The DC-QCN Algorithm
The DC-QCN rate throttling algorithm is described by the following chart. Briefly, the algorithm continuously increases the rate if the QP based on internal timer and sent bytes counting, and reduces the rate of the QP based on the CNPs arrival. In addition it maintains parameter called alpha, that estimates the congestion grade in the network, and is used in rate reduction.
The algorithm is defined by three parallel flows:
1. Alpha update (congestion grade estimation)
2. Rate decrease
3. Rate increase .
The time is slotted with configurable period interval. Every time slot is indicated if CNP arrived in this slot. Alpha parameter is a moving average of the ratio of slots in which CNP arrived (there is no indication if more than single CNP arrived in the same time slot). Every end of period alpha is updated by the next equation:
new_alpha = (1-g)*old_alpha + g*CNP_arrived
when g is a constant parameter between 0 and 1, and CNP_arrived is a single bit field that indicates that CNP was arrived in the last time slot.
The time is slotted with configurable period interval (different than alpha update period). If CNP was arrived in the last time slot (there is no indication if more than single CNP arrived in the same time slot) the QP rate is reduced by the following equation:
new_rate = old_rate * (1 - alpha/2)
In addition several parameters for rate increase are reset, as detailed below.
Rate increase logic is very similar to the one defined by QCN. The logic is divided into three sequential phase:
1. Fast Recovery
2. Active Increase (Probing)
3. Hyper-active Increase (Probing)
Moving from one phase to the next is defined by parameter of counting the rate increase events in the phase. After the number of rate increase events in a phase passed predefined threshold, the logic moves to the next phase (simplified explanation). Rate decrease event resets all the counters related to rate increase, and returns to Fast Recovery phase. In addition, upon rate decrease, the current rate before reduction is stored in parameter called target_rate.

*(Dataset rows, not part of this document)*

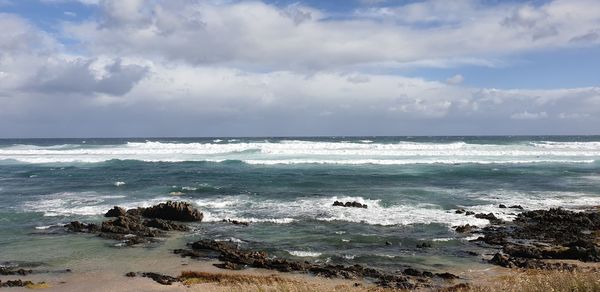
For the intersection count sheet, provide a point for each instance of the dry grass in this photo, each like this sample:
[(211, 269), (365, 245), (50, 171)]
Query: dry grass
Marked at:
[(190, 277), (40, 285), (244, 282), (544, 281)]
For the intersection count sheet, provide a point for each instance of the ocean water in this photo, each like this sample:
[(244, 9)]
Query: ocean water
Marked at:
[(286, 186)]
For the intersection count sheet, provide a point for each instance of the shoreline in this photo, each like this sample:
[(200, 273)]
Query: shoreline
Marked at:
[(125, 268)]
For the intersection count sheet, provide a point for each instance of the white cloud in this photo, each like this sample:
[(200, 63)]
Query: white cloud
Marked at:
[(256, 34), (456, 79), (247, 68), (529, 116)]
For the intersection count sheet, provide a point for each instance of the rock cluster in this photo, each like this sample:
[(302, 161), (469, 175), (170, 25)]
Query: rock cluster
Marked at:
[(349, 204), (14, 271), (15, 283), (546, 234), (236, 222), (141, 225), (236, 258)]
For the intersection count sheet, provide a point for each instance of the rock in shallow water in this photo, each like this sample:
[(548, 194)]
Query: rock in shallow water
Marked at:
[(350, 204), (116, 211), (132, 228), (546, 234), (176, 211)]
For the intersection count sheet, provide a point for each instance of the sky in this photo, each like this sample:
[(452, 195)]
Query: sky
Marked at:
[(173, 68)]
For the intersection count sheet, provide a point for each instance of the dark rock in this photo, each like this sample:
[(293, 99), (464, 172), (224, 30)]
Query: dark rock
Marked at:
[(413, 272), (229, 266), (128, 225), (546, 234), (457, 287), (161, 279), (236, 222), (176, 211), (489, 216), (14, 271), (116, 211), (465, 228), (501, 260), (232, 256), (349, 204), (137, 212), (77, 226), (131, 228), (447, 276), (165, 225), (15, 283), (424, 244)]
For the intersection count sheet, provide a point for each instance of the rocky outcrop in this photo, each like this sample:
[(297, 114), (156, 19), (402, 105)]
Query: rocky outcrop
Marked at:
[(234, 257), (77, 226), (176, 211), (116, 211), (5, 271), (15, 283), (349, 204), (236, 222), (140, 225), (546, 234), (465, 228)]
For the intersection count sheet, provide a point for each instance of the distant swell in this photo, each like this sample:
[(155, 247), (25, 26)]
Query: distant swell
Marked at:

Rate increase event occurs after predefined time period was passed since previous rate increase or predefined amount of bytes were send since previous rate increase, given that no rate decrease event occurred meanwhile.
During Fast Recovery phase, in every rate increase event, the rate is increased by half distance to the target_rate. (current_rate = (current_rate + target_rate)/2 ). That allows fast return to the rate in which congestion occurred in the beginning of the phase, and more careful increase when the rate is close to the value in which congestion happened.
In the Active Increase (Probing) phase and in Hyper-active Increase (Probing), upon rate increase event, the rate is increased by a constant value. That allows gaining throughput when bandwidth frees up.